Il paterno Salvini darà dunque la sua benedizione al “cittadino” Ramy,  concederà una medaglia al suddito che ha superato il suo esame, con il plauso dell’invidioso Di Maio e della schiera dei soliti fantasmi da talk show, ossequiosi davanti a tanto regale generosità, ma lascerà a bocca asciutta migliaia di altri ragazzi, ai quali non è capitato di vivere un giorno da leoni e neppure di segnare gol in nazionale, ma che sono nati qui e sono approdati da noi neonati, che parlano la nostra lingua, che vivono normalmente nelle città e nei paesi italiani, che magari si sono già diplomati. Li vedo tutti i giorni all’ingresso delle scuole o nel prato dell’asilo sotto casa mia. L’altro giorno, per le giornate del Fai, in Valsesia, è stata una ragazzina di evidenti origini africane a spiegarmi mirabilmente le caratteristiche di una chiesetta trecentesca sotto la Parete Calva (in cima s’era rifugiato fra’ Dolcino, l’eretico che predicava la povertà della chiesa, citato da Umberto Eco nel suo “Il nome della rosa”, appena televisto). Quella ragazzina, studentessa di un istituto d’arte ne sapeva di più della storia italiana di tanti italianissimi cittadini… Ma nessuno si sognerà di concederle la cittadinanza.

Alla fine della scorsa legislatura, il partito democratico presentò una legge, quella sullo ius soli (non stiamo a discutere adesso le forse non esemplari tappe di quella iniziativa e tanto meno i vari modi in cui si potrebbe declinare per legge questo diritto), che provava a risolvere la questione. Una legge tramontata nel nulla per tante ragioni e soprattutto per l’opposizione di Forza Italia, della Lega e per l’ignavia dei cinque stelle (già pregustavano evidentemente l’alleanza futura).

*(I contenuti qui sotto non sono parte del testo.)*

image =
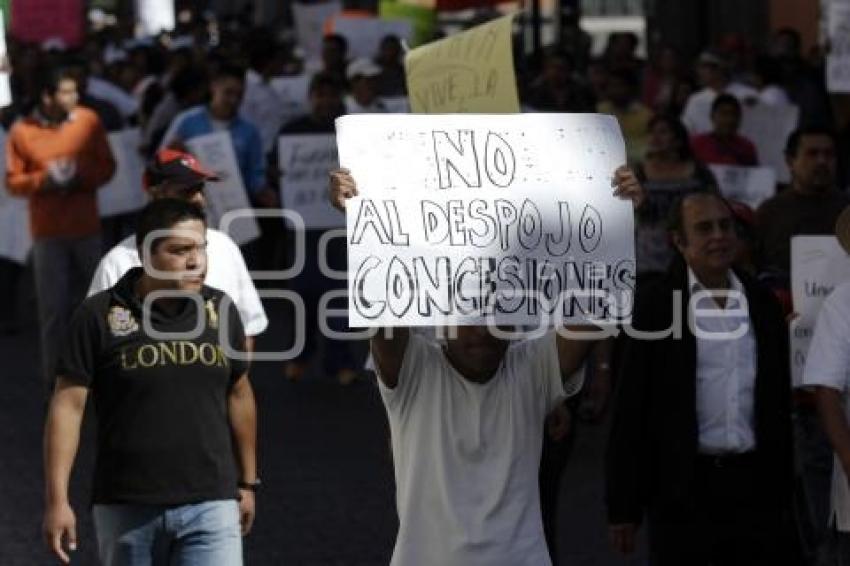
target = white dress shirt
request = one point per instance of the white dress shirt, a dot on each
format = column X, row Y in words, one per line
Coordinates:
column 726, row 369
column 226, row 271
column 828, row 365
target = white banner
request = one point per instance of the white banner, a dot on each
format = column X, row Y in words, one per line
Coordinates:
column 5, row 84
column 124, row 191
column 818, row 265
column 305, row 161
column 838, row 59
column 364, row 35
column 15, row 235
column 154, row 16
column 463, row 216
column 309, row 25
column 750, row 185
column 768, row 127
column 215, row 151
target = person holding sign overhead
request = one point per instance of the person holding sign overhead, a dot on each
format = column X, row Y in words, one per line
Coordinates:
column 827, row 371
column 467, row 422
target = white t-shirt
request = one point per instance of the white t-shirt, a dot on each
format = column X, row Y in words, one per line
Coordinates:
column 467, row 456
column 226, row 271
column 827, row 365
column 697, row 113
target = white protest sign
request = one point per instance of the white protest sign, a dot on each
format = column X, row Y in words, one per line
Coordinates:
column 155, row 16
column 396, row 104
column 364, row 35
column 818, row 265
column 305, row 161
column 750, row 185
column 768, row 127
column 5, row 84
column 838, row 59
column 227, row 194
column 124, row 191
column 461, row 217
column 309, row 25
column 15, row 235
column 294, row 95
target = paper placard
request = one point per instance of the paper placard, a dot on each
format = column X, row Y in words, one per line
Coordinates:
column 472, row 71
column 838, row 58
column 155, row 16
column 310, row 23
column 464, row 216
column 750, row 185
column 216, row 152
column 818, row 265
column 768, row 127
column 305, row 161
column 5, row 84
column 364, row 35
column 124, row 191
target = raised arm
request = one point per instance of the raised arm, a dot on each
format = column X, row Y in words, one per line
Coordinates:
column 61, row 440
column 388, row 348
column 341, row 188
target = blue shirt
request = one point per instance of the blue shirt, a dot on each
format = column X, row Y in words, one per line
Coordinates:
column 247, row 143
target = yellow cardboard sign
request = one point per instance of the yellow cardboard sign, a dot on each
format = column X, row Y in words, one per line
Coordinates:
column 470, row 72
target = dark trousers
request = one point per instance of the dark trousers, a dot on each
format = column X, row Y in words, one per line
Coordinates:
column 733, row 523
column 553, row 461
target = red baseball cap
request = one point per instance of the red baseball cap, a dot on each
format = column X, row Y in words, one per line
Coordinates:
column 175, row 167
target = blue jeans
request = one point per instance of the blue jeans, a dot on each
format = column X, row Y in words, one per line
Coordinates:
column 202, row 534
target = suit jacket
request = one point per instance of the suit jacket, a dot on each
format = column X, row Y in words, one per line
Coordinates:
column 653, row 444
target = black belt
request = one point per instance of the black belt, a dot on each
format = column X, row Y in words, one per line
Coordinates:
column 729, row 460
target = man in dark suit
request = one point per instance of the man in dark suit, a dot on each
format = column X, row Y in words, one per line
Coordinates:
column 701, row 438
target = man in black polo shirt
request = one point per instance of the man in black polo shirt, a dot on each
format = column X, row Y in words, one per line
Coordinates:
column 162, row 355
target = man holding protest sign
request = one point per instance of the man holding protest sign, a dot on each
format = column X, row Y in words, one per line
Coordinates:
column 58, row 157
column 477, row 407
column 827, row 371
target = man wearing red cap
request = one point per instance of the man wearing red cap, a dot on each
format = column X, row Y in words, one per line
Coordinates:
column 176, row 174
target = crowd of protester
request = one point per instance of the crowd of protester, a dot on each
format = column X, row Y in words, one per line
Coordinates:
column 685, row 457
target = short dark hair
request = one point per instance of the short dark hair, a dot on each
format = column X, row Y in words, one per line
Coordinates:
column 49, row 79
column 163, row 214
column 322, row 80
column 229, row 71
column 675, row 218
column 680, row 132
column 793, row 143
column 725, row 100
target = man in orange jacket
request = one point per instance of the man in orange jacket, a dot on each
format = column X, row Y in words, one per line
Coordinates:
column 58, row 157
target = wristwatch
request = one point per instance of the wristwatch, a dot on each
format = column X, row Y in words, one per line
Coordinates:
column 250, row 486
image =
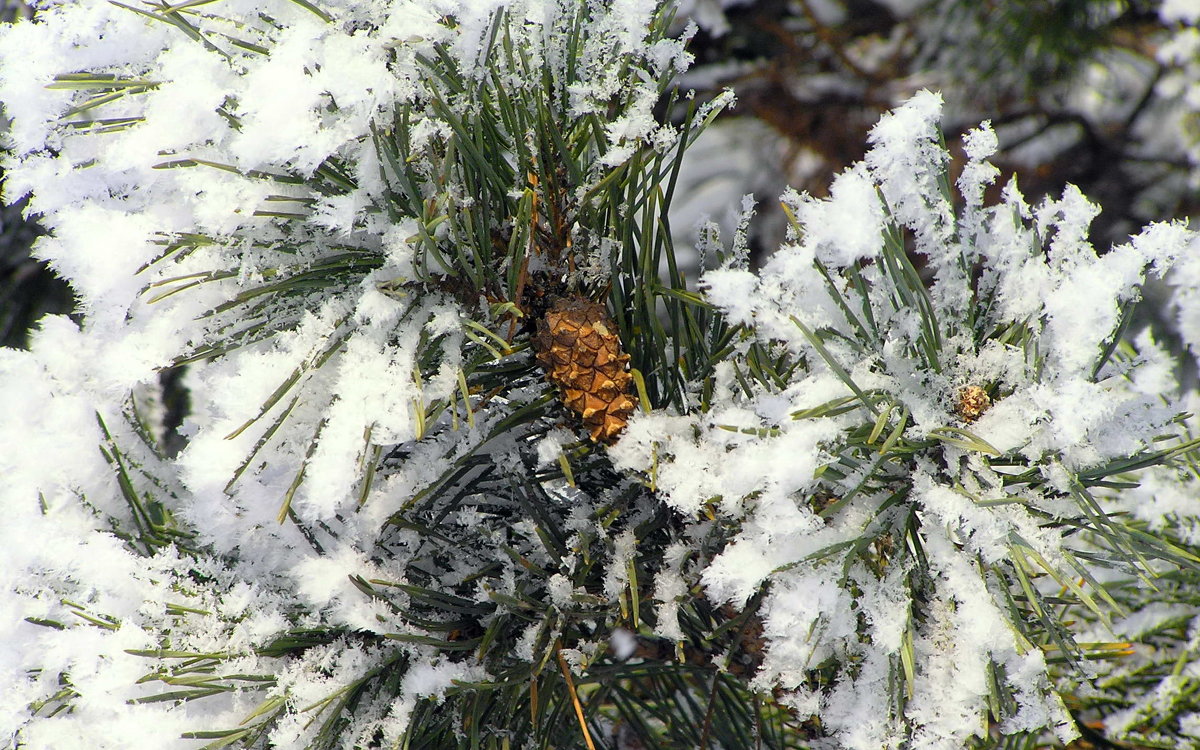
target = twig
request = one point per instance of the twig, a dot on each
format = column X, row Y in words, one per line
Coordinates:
column 575, row 699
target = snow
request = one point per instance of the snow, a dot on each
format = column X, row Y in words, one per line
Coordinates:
column 309, row 447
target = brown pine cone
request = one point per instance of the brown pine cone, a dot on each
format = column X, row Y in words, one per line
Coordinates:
column 579, row 347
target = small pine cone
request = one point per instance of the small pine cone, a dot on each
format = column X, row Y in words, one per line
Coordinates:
column 973, row 401
column 579, row 347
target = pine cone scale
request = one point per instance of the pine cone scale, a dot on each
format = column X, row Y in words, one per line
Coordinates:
column 581, row 353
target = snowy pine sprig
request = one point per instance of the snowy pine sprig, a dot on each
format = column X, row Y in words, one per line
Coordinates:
column 883, row 489
column 922, row 462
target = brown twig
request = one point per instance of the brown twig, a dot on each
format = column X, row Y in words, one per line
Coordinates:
column 575, row 699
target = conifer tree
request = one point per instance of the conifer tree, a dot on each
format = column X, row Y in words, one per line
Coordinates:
column 471, row 463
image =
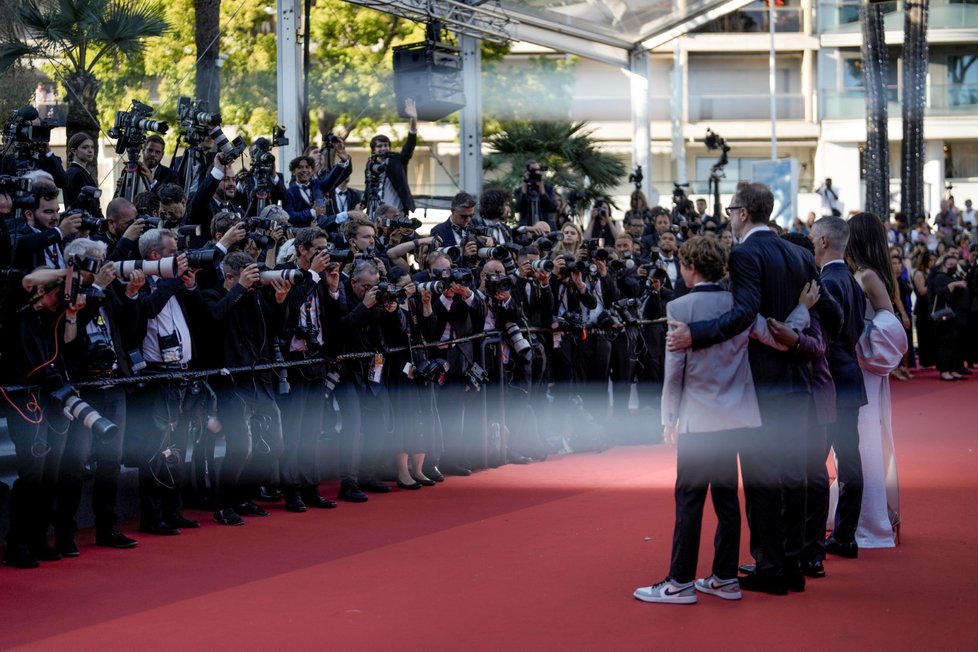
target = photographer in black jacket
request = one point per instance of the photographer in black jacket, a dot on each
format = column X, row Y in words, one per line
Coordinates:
column 101, row 350
column 312, row 318
column 251, row 422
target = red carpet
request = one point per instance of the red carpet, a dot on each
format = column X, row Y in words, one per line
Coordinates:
column 527, row 557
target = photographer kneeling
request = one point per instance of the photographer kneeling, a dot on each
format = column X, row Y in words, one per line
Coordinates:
column 103, row 349
column 250, row 418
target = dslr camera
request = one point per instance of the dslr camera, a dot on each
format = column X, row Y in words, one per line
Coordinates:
column 130, row 126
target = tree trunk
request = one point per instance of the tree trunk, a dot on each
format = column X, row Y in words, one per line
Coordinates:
column 82, row 90
column 914, row 98
column 207, row 82
column 876, row 160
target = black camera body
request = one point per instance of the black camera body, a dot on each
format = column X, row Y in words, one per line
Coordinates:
column 498, row 283
column 130, row 126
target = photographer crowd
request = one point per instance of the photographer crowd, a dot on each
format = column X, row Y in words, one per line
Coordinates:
column 208, row 304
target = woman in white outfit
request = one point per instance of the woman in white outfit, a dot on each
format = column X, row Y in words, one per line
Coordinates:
column 879, row 350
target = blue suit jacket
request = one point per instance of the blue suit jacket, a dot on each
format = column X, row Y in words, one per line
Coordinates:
column 838, row 281
column 767, row 275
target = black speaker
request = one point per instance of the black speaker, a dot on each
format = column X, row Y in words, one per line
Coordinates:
column 430, row 73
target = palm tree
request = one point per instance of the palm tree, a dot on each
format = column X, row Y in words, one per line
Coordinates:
column 565, row 148
column 73, row 36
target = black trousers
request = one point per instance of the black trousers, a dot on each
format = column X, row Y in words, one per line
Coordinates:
column 303, row 409
column 843, row 437
column 155, row 414
column 773, row 462
column 38, row 449
column 706, row 460
column 252, row 427
column 107, row 453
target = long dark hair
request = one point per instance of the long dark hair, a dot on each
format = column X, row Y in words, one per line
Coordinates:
column 868, row 249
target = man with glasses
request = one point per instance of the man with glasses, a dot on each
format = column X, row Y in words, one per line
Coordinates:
column 767, row 275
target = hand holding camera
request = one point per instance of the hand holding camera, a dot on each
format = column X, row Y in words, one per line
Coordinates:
column 70, row 224
column 249, row 276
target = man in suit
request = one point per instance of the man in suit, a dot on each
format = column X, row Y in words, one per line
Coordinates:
column 156, row 173
column 391, row 186
column 830, row 235
column 104, row 335
column 767, row 275
column 707, row 398
column 451, row 232
column 668, row 261
column 305, row 199
column 39, row 241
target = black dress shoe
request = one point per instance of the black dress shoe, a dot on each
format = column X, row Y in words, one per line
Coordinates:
column 795, row 582
column 373, row 485
column 249, row 508
column 115, row 539
column 20, row 557
column 294, row 503
column 178, row 520
column 267, row 496
column 451, row 469
column 425, row 482
column 315, row 500
column 67, row 547
column 228, row 517
column 44, row 552
column 161, row 528
column 433, row 473
column 813, row 569
column 350, row 492
column 770, row 583
column 848, row 550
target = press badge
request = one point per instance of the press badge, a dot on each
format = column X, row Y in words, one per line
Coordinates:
column 376, row 369
column 171, row 351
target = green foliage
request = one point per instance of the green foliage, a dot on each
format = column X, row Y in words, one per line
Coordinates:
column 566, row 148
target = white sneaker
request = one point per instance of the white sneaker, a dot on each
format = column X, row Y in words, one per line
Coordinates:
column 726, row 589
column 667, row 591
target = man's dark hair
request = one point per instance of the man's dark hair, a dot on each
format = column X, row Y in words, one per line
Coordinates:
column 491, row 203
column 305, row 237
column 757, row 200
column 463, row 200
column 802, row 241
column 379, row 138
column 171, row 193
column 147, row 203
column 222, row 222
column 706, row 255
column 294, row 163
column 236, row 261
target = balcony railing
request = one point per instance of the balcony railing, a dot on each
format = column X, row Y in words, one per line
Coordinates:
column 789, row 106
column 947, row 99
column 844, row 16
column 755, row 18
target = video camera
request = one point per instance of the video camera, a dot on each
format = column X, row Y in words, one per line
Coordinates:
column 401, row 222
column 25, row 136
column 131, row 126
column 193, row 116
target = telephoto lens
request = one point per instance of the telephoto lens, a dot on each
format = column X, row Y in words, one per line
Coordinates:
column 164, row 268
column 435, row 287
column 293, row 276
column 542, row 265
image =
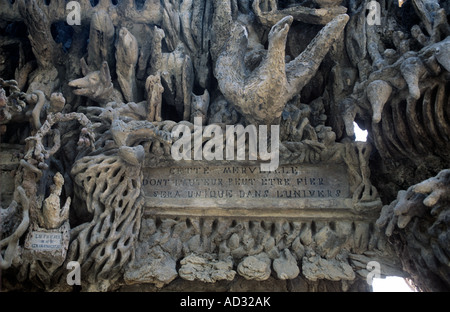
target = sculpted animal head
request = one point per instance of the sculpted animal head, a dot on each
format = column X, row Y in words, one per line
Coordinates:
column 95, row 85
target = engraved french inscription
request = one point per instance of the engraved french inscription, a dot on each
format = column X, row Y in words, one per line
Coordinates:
column 247, row 187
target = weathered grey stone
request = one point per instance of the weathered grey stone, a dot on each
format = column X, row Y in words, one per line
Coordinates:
column 205, row 269
column 316, row 267
column 255, row 267
column 156, row 267
column 87, row 114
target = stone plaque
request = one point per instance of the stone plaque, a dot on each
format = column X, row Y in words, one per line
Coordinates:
column 245, row 190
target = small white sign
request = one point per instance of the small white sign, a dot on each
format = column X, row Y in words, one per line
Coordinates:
column 45, row 241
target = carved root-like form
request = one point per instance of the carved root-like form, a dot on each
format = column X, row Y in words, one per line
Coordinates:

Il Pd ha resuscitato la sua proposta e i noti commentatori l’hanno sbeffeggiato, accusandolo di strumentalizzare Ramy. Sorrisi ironici e facce sdegnate si sono alternate sui nostri sovranisti teleschermi. Ma come… questi approfittano dell’eroismo di un ragazzino per riparlarci di jus soli, che vergogna. Potrei ribattere: che vergogna loro, che rinunciano per opportunismo a considerare quanto è cambiata la società italiana, quali trasformazioni vive il nostro mondo, che rinunciano a qualsiasi sguardo lontano. Che non colgono la lezione impartita dal giovane Ramy.

Devo riconoscere però la bontà di una loro unanime osservazione: la ripresa della battaglia per lo jus soli si ritorcerà contro il Pd. C’è da crederlo in un paese che rincorre ministri del nulla e della propaganda come Salvini, ministri del cui operato non c’è traccia, capaci però di toccare il cuore perbenista, egoista, fascista, irrazionale di tanti, solo promettendo lotta ai barconi e libertà di sparare.